Affiliation:
1. DICE group, Department of Computer Science, Paderborn University
Abstract
Purpose: Data integration and applications across knowledge graphs (KGs) rely heavily on the discovery of links between resources within these KGs. Geospatial link discovery algorithms have to deal with millions of point sets containing billions of points. Methodology: To speed up the discovery of geospatial links, we propose COBALT. COBALT combines the content measures with R-tree indexing. The content measures are based on the area, diagonal and distance of the minimum bounding boxes of the polygons which speeds up the process but is not perfectly accurate. We thus propose two polygon splitting approaches for improving the accuracy of COBALT. Findings: Our experiments on real-world datasets show that COBALT is able to speed up the topological relation discovery over geospatial KGs by up to 1.47 × 104 times over state-of-the-art linking algorithms while maintaining an F-Measure between 0.7 and 0.9 depending on the relation. Furthermore, we were able to achieve an F-Measure of up to 0.99 by applying our polygon splitting approaches before applying the content measures.

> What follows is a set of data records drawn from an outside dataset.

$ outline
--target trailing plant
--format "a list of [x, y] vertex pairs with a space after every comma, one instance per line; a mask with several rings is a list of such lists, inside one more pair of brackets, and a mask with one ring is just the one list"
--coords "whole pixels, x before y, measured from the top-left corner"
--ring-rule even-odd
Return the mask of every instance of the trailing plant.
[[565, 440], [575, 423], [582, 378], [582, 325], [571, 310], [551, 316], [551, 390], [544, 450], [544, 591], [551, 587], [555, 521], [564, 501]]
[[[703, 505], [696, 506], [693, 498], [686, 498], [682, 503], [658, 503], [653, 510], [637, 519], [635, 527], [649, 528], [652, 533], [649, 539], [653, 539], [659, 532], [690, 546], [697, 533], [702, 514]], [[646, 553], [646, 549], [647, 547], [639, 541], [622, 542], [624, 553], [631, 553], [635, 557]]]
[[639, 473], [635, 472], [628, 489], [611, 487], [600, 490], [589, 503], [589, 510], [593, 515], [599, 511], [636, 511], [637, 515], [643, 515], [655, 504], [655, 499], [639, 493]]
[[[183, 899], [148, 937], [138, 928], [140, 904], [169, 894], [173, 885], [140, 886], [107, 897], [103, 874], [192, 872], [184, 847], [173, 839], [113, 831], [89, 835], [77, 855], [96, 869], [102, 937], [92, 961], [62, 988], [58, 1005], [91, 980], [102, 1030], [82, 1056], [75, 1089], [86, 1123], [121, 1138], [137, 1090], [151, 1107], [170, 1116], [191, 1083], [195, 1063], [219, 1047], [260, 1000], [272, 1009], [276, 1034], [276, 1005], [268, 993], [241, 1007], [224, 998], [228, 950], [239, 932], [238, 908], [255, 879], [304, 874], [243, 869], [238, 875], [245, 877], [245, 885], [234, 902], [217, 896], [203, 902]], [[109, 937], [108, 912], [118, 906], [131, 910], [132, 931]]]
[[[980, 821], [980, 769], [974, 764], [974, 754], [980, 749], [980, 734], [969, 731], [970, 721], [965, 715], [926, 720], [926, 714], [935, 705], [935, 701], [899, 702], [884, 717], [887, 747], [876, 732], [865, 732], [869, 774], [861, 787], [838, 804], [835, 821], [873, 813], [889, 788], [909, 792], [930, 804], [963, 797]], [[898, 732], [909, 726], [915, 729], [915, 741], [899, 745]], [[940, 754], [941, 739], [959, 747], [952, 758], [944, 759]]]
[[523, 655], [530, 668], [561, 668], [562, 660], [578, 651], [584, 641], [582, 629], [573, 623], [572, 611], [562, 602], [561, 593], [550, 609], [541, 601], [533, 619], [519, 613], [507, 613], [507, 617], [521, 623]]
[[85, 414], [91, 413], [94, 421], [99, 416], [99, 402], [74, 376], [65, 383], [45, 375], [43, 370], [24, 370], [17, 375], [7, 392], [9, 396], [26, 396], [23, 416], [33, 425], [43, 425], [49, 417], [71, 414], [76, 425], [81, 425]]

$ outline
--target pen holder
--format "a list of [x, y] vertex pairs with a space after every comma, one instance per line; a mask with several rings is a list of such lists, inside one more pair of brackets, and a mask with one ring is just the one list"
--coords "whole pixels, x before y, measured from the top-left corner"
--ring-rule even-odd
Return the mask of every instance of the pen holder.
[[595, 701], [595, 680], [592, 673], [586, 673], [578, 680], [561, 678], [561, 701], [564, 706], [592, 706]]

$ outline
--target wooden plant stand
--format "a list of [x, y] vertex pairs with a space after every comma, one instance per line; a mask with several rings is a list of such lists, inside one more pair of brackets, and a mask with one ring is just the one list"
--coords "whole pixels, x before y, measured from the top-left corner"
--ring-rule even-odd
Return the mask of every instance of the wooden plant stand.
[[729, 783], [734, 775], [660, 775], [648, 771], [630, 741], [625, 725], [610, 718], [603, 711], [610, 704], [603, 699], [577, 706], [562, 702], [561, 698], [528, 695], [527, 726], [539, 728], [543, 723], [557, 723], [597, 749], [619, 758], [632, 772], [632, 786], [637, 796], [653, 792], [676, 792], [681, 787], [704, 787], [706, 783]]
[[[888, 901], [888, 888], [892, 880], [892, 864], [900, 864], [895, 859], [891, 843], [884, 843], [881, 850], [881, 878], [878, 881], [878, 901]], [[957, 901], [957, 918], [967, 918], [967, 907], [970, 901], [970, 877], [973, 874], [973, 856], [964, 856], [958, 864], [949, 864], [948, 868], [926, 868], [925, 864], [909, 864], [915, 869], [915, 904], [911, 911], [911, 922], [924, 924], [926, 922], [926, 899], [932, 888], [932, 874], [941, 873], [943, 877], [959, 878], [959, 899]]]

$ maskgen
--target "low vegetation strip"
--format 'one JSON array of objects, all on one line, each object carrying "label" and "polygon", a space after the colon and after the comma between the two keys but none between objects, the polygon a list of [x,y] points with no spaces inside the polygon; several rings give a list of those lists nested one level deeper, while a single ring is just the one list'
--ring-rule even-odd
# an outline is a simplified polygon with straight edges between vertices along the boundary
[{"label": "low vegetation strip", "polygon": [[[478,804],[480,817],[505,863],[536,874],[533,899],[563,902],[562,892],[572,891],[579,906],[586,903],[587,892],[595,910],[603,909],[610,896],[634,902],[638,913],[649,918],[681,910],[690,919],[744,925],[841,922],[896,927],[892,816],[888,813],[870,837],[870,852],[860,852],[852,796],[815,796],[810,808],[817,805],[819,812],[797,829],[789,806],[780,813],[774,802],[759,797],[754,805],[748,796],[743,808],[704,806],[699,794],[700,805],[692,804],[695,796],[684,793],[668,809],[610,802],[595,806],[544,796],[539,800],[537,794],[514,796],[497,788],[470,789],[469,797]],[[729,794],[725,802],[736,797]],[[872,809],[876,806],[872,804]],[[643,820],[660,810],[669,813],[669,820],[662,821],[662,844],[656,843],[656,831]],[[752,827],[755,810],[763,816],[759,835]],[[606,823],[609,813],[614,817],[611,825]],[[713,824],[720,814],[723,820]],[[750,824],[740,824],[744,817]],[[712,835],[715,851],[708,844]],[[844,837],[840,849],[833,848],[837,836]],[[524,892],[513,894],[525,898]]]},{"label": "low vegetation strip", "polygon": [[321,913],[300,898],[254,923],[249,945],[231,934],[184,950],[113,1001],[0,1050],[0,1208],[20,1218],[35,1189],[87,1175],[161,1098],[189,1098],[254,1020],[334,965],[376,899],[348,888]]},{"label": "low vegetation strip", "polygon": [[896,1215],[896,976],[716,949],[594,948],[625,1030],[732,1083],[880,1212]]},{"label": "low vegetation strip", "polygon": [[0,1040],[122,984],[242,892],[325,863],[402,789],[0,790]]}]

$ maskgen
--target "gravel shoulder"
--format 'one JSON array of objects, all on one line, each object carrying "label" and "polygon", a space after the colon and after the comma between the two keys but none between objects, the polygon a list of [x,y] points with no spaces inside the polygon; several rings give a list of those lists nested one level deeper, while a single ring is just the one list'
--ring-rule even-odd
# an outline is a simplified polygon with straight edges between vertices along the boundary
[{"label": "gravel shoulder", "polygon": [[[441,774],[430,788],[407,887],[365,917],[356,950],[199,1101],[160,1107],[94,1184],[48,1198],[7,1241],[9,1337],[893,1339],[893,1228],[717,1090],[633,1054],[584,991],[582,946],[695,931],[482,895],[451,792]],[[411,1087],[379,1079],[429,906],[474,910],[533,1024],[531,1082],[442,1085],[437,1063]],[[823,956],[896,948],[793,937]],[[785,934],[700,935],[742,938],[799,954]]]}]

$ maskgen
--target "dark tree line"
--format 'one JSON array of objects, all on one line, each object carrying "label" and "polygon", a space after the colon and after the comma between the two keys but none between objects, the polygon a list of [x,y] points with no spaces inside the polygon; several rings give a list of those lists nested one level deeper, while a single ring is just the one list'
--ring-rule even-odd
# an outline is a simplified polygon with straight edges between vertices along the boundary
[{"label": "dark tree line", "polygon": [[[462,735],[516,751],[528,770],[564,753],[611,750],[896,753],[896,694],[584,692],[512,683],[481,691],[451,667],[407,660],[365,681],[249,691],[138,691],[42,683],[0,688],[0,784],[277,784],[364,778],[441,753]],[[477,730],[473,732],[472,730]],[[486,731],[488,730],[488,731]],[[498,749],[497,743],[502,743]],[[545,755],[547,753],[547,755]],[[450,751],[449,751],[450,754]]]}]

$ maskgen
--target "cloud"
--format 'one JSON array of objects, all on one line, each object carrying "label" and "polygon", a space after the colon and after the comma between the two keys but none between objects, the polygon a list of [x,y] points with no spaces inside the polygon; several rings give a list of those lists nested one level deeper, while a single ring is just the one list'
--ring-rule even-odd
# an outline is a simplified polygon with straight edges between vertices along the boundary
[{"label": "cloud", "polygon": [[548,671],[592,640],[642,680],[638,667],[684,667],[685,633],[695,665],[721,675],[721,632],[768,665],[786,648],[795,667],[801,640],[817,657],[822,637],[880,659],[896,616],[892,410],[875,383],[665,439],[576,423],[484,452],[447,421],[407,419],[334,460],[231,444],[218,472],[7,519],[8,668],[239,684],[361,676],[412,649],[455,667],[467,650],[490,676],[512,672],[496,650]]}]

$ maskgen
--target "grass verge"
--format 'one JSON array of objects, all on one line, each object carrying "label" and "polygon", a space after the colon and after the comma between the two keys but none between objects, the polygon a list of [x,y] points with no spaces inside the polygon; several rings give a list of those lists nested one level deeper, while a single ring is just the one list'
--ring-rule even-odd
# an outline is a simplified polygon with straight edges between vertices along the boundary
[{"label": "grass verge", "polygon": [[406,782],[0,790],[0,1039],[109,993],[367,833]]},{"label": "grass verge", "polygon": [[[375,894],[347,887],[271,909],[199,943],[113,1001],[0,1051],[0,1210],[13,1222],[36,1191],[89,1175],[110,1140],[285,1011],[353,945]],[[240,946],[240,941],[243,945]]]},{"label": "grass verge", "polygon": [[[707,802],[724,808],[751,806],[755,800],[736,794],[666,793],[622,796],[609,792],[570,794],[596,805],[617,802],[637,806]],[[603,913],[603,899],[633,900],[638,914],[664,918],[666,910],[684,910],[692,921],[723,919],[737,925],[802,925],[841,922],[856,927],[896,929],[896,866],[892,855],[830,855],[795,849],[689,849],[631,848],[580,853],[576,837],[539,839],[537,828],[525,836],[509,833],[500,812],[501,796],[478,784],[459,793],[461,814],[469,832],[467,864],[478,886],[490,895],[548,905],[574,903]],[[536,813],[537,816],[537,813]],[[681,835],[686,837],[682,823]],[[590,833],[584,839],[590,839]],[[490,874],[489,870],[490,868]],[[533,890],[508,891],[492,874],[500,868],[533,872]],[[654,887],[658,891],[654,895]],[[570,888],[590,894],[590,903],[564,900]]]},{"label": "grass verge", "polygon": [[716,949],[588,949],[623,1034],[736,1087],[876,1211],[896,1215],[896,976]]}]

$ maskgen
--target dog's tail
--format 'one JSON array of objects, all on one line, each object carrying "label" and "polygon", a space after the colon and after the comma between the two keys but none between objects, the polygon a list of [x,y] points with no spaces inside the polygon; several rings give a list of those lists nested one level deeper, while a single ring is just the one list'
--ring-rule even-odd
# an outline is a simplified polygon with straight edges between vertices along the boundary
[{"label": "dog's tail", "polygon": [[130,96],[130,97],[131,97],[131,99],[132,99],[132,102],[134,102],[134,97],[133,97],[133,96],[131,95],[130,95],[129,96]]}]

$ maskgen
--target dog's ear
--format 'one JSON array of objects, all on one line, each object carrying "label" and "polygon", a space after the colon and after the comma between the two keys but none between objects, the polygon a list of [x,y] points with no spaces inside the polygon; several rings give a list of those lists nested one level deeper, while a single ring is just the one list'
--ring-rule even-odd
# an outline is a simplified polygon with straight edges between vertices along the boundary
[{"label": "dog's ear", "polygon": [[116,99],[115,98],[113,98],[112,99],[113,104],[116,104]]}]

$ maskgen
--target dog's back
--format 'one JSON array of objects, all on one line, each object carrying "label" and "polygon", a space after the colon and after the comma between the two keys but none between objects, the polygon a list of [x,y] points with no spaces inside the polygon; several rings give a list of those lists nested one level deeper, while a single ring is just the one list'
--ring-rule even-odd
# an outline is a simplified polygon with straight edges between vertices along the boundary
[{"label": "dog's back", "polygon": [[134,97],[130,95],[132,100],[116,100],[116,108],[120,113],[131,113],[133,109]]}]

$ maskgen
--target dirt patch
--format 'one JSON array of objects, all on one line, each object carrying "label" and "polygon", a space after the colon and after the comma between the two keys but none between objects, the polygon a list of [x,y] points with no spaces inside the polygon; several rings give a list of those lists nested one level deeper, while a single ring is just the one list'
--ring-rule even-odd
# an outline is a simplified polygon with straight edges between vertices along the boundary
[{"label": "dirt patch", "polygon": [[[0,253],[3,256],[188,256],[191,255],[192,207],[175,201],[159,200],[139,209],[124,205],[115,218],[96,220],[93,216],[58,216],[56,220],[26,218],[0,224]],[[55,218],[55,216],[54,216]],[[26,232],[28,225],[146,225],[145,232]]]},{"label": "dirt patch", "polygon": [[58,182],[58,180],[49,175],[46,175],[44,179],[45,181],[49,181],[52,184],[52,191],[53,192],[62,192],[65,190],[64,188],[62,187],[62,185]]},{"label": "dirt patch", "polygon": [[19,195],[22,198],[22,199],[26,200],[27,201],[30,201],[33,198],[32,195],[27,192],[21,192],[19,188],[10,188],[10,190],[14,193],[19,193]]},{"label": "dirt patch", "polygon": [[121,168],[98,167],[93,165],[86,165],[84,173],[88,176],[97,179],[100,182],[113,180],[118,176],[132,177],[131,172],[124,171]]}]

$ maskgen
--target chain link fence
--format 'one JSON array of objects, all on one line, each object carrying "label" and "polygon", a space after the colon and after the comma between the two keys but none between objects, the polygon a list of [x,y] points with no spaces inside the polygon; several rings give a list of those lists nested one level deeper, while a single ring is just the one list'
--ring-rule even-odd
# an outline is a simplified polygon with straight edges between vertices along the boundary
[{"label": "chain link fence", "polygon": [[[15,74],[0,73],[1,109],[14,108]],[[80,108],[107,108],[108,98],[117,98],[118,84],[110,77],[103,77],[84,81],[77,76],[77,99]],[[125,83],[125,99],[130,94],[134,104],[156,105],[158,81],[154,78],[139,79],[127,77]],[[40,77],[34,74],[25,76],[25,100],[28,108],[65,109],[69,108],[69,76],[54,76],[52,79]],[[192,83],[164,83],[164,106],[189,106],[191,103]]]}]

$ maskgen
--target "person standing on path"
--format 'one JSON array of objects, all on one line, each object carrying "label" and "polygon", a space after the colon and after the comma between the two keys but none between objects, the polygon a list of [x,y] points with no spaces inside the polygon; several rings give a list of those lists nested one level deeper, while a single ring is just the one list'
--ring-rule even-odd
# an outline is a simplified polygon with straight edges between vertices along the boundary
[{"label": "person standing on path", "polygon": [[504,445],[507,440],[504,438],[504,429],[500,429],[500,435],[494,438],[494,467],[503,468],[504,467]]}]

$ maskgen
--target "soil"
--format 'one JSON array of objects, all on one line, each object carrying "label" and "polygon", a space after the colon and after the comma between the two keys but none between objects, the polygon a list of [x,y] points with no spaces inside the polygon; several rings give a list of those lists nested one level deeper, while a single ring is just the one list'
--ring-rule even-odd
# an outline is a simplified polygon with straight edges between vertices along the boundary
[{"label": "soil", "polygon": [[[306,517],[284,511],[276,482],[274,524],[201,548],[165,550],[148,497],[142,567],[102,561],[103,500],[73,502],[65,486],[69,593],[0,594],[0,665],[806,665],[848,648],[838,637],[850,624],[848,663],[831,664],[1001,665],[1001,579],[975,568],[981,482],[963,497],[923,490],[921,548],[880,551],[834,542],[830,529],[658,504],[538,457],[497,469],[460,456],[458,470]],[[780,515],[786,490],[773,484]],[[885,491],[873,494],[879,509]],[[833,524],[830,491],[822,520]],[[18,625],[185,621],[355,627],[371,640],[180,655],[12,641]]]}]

Value: The process of discovering links between geospatial resources can be significantly faster by sacrificing the optimality of the results. This is especially important for real-time data-driven applications such as emergency response, location-based services and traffic management. In future work, additional measures, like the location of polygons or the name of the entity represented by the polygon, could be integrated to further improve the accuracy of the results.